Kyle Korver – PHI [SF]: Korver is a threat from beyond the arc and remains one of the best free throw shooters in the NBA. He averaged 14.4 points and 3.5 rebounds per game, shot 44 percent from the floor, 43 percent from beyond the arc and 91 percent from the free throw line. He’s a fine bench player to have because he should play 27-29 minutes per game.
Jason Smith – PHI [SF,PF]: The 20th pick of this year’s draft fills an immediate need as an offensive-minded big man with shooting range out to the three-point line. Because of his shot, he could see considerable playing time at power forward early in the season.
* Reggie Evans – PHI [PF]: Evans was traded to the 76ers in early September and could start at power forward if he makes a nice impression in training camp. He averaged 4.9 points and 7.0 rebounds last season for the Nuggets and led the league in rebounds per 48 minutes at 19.7.
* Andre Iguodala – PHI [SG,SF]: Iguodala is the focal point of the 76ers’ offense and will be for years to come. He contributes in almost every offensive category and is becoming more aggressive going to the hoop each season. He went to the foul line more than seven times per game last season, showing that he’s getting the respect that the referees reserve for the league’s best players. Iguodala will play close to 40 minutes per game and has stayed relatively healthy throughout his short career. He averaged 18.2 points, 5.7 rebounds, 5.7 assists and 2.0 steals per game last season while shooting 44.7 percent from the floor, 82.0 percent from the free throw line and 31.0 percent from beyond the arc. Iguodala should remain consistent, but don’t expect his numbers to increase too much, considering he can’t possibly be on the floor more than he was last season.

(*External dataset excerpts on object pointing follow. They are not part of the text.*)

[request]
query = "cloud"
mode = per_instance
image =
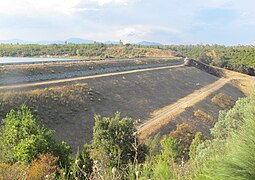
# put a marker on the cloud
(104, 2)
(13, 7)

* Andre Miller – PHI [PG]: Miller is one of the better rebounding guards in the league and will occasionally flirt with a triple double, but he could find himself on the trading block by midseason as the team is grooming Louis Williams to eventually take over at the point. Miller averaged 13.4 points, 7.8 assists and 4.4 rebounds per game last season, and you can expect more of the same so long as he’s with the Sixers.
* Willie Green – PHI [SG]: Green played just under 25 minutes per game in his fourth season and averaged 11.3 points, 2.1 rebounds and 1.5 assists per game. The potential has always been there, but he hasn’t been able to become more than a role player for the 76ers. Look for much of the same this upcoming season with Louis Williams pushing for a bigger role.